Changes introduced by law
Where the law introduces changes into your contract of employment, for example, by extending the statutory period of maternity leave, then both you and your employer must comply with the law.Changes introduced by agreement
The nature of your job may change, so that you are doing a different job for the same employer. Such a major change will probably also result in changes to your terms and conditions of employment. Unless your contract already allows certain changes to be introduced, you or your employer cannot introduce change unilaterally. There must be agreement between the parties. Where such an agreement is reached, you must be given the details of change(s) in writing within 1 month of their coming into operation.Contractual terms and work practices
Legally there is a distinction between the terms in your contract of employment and work practices.Contractual terms include pay, hours of work, sick pay and pension scheme. All of your contractual terms may not be in the written statement of your terms and conditions of employment. Some of your contractual terms could be in your staff handbook, a pension scheme booklet or a collective agreement. You can read more about contractual terms in our document on contract of employment. Changes to these terms must be agreed between you and your employer.
Work practices can include breaks and rostering, for example. Details of these may also be in your staff handbook and your employer may change these work practices without your consent. It is considered reasonable for an employer to update work practices or processes to save money or increase efficiency.
Being asked to reduce your pay or hours of work
When your employer has a downturn in business or there is less work for you to do, your employer may ask you to take a pay cut or to work fewer hours. You should consider this request very carefully. If your employer's business activity is reduced, this may mean that if you don’t accept a reduction in your working hours or pay you may lose your job due to redundancy.Rules
The legislation covering notification of changes to your contract is set out in Section 5 of the Terms of Employment (Information) Act 1994 to 2001. Essentially, whenever a change is made or occurs in any part of the contract furnished by an employer, the employer shall notify the employee in writing of the nature and date of the change as soon as may be afterwards. They must notify the employee however not later than:- 1 month after the change takes effect, or
- where the change is consequent on the employee being required to work outside the State for a period of more than 1 month, the time of the employee's departure.
How to apply
If you do not receive the required notification of a change to your statement of terms of employment, you should first raise this issue with your employer or the personnel department of your company. If you are a member of a trade union, you may also raise this with your local representative. If you still fail to receive a notification of change to your contract, and have tried raising this issue with your employer, you may make a complaint to a Rights Commissioner under the Terms of Employment (Information) Act 1994 using the Rights Commissioner complaint form (pdf).If your employer makes a significant change in your contract for example by reducing your pay, you should ask your employer to give you written details of this proposed change to your contract of employment including a review date. You should respond to this in writing and if you are proposing to accept the change, you should stress that your acceptance is temporary. At the review date the change to your contract can be reconsidered and you could ask to return to the original terms and conditions of your contract.
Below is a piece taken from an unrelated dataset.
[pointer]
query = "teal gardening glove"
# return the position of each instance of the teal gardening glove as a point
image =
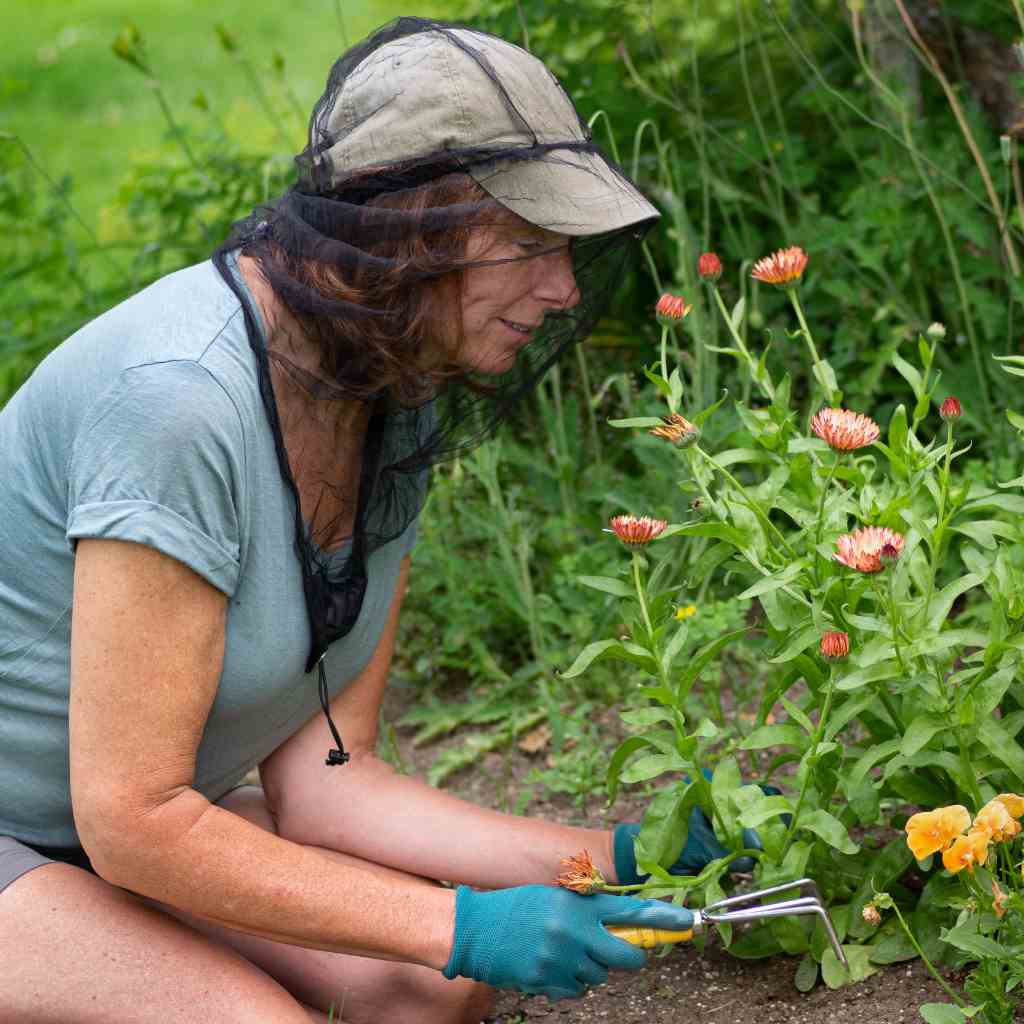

If you do not agree and say you wish to continue working as before your employer may decide to make you redundant. If you are dismissed in this way, you may qualify to bring a claim for unfair dismissal. Unless your employer can prove there was a genuine redundancy situation and that fair procedures were followed, this dismissal may be found to be unfair.
If your employer insists on reducing your working hours or pay you may also consider that you have no choice but to leave your job and claim unfair dismissal. This type of dismissal is known as constructive dismissal, because although you left the job, the employer forced you to leave by his/her actions. Before exercising this option, however, you should always seek detailed legal advice as proving constructive dismissal can often be difficult. Alternatively, you could refer the dispute to a Rights Commissioner in the hope of resolving the matter, and thus avoid the necessity for you to leave the job. As the attempts made by the employee to resolve a grievance before resigning are always relevant in an unfair dismissal claim involving constructive dismissal, this may be the wisest course of action.